Unconfigured Ad

Collapse
X
 
  • Filter
  • Time
  • Show
Clear All
new posts
  • madsen
    Member
    • Sep 2009
    • 10

    Tophat - accepted_hits.sam file is empty?

    Hi all.

    I've recently installed TopHat and the test files ran without problems, thus I assume the installation went OK.
    Now applying my own data things seems not to go so smoothly. I ran a subset (1000000 sequences) of my paired-end Illumina GA2 reads to test my data. I don't get any junction (which I also wouldn't expect with only 1000000 reads on a mammalian genome) but it surprised me that the accepted_hits.sam file is empty. If I understand correctly this file should contain the position and sequence of the aligned reads to the genome? Since I thought that the problem could be caused by a wrong fastq format I also aligned my subset with bowtie against my reference genome.
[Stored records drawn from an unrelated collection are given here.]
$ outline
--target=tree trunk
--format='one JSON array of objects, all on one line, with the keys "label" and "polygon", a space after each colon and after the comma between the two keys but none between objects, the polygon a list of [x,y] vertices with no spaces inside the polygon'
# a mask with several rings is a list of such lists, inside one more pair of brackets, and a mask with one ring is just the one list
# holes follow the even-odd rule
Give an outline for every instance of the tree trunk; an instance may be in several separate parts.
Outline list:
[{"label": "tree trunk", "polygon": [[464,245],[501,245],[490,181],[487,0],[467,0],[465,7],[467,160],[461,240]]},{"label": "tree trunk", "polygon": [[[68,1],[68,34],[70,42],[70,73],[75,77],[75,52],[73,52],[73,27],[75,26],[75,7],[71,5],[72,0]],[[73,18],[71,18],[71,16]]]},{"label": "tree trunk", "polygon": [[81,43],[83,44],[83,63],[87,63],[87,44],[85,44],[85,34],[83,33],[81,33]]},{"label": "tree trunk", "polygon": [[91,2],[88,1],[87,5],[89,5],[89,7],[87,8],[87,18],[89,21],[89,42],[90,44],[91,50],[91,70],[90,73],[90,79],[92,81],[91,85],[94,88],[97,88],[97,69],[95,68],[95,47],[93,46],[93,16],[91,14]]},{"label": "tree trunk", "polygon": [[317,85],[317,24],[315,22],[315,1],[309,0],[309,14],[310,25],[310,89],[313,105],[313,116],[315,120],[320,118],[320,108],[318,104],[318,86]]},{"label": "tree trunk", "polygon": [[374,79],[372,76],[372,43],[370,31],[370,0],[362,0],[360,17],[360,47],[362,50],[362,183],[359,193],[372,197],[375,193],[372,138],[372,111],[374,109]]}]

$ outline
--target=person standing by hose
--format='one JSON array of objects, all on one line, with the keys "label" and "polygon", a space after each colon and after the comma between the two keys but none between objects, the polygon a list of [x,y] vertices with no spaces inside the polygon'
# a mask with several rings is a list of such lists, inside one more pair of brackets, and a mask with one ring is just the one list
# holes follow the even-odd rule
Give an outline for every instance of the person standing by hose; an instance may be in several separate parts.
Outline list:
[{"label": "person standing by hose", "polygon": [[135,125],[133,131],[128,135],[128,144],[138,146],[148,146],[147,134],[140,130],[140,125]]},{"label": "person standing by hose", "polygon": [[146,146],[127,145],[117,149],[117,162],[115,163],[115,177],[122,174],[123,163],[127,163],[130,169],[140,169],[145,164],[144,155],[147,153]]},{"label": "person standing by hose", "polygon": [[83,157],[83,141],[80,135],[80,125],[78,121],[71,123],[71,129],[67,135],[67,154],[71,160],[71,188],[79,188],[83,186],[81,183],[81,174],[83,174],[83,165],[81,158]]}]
This seems to go OK. The reason for my suspicion is that Tophat indicate a seed length of 52bp but my sequences are 51bp.
    Thus, does anyone have any idea what is going wrong and is it somehow possible to control the seed length in tophat (as in bowtie with the -l option).

    Regards, Ole

    Some information:

    example of my fastq format:
    @HWI-EA332:5:13596#0/2
    GCTGATCCGGGACTGCCGGCCTGTGAGGCTGCCCACCTGCGCGGCGGGGGC
    +HWI-EA332:5:13596#0/2
    `aa__]ZHZ_]\]V[]NXX_[FJFSJTY]R\\]VWHZFQ][JOWMZ\[_BB

    The tophat screen:
    [Wed Sep 30 09:29:55 2009] Preparing output location ./tophat_out/
    [Wed Sep 30 09:29:55 2009] Checking for Bowtie index files
    [Wed Sep 30 09:29:55 2009] Checking for reference FASTA file
    [Wed Sep 30 09:29:55 2009] Checking for Bowtie
    Bowtie version: 0.10.1.0
    [Wed Sep 30 09:29:55 2009] Checking reads
    seed length: 52bp
    format: fastq
    quality scale: --solexa1.3-quals
    [Wed Sep 30 09:30:20 2009] Mapping reads against RefGenome with Bowtie
    [Wed Sep 30 09:34:15 2009] Joining segment hits
    Splitting reads into 2 segments
    [Wed Sep 30 09:34:23 2009] Mapping reads against RefGenome with Bowtie
    [Wed Sep 30 09:39:36 2009] Mapping reads against RefGenome with Bowtie
    [Wed Sep 30 09:44:53 2009] Mapping reads against RefGenome with Bowtie
    [Wed Sep 30 09:48:42 2009] Joining segment hits
    Splitting reads into 2 segments
    [Wed Sep 30 09:48:49 2009] Mapping reads against RefGenome with Bowtie
    [Wed Sep 30 09:54:02 2009] Mapping reads against RefGenome with Bowtie
    [Wed Sep 30 09:59:22 2009] Searching for junctions via segment mapping
    Warning: junction database is empty!
    [Wed Sep 30 10:01:08 2009] Joining segment hits
    [Wed Sep 30 10:01:08 2009] Joining segment hits
    [Wed Sep 30 10:01:08 2009] Reporting output tracks
    -----------------------------------------------
    Run complete [00:31:12 elapsed]

    My command:
    ./tophat --solexa1.3-quals RefGenome part10_1.ma.fq part10_2.ma.fq
  • madsen
    Member
    • Sep 2009
    • 10

    #2
    My fastq format seems to have changed during upload (the GGGG C at the end),
    thus here it is again:

    @HWI-EA332:5:13596#0/2
    GCTGATCCGGGACTGCCGGCCTGTGAGGCTGCCCACCTGCGCGGCGGGGGC
    +HWI-EA332:5:13596#0/2
    `aa__]ZHZ_]\]V[]NXX_[FJFSJTY]R\\]VWHZFQ][JOWMZ\[_BB

    Comment

    • madsen
      Member
      • Sep 2009
      • 10

      #3
      Hmmm, didn't help. when opening my data with any texteditor etc. I don't see the GGGG C thus I presume this is not the problem?

      Comment

      • Cole Trapnell
        Senior Member
        • Nov 2008
        • 213

        #4
        Hi, Can you verify that your Bowtie index's record names contain no spaces, by typing bowtie-inspect --names <your_index>

        There is a known interoperability bug between TopHat and Bowtie (which is fixed in the upcoming Bowtie 0.10.2) which results in behavior like this when the index has spaces in the names.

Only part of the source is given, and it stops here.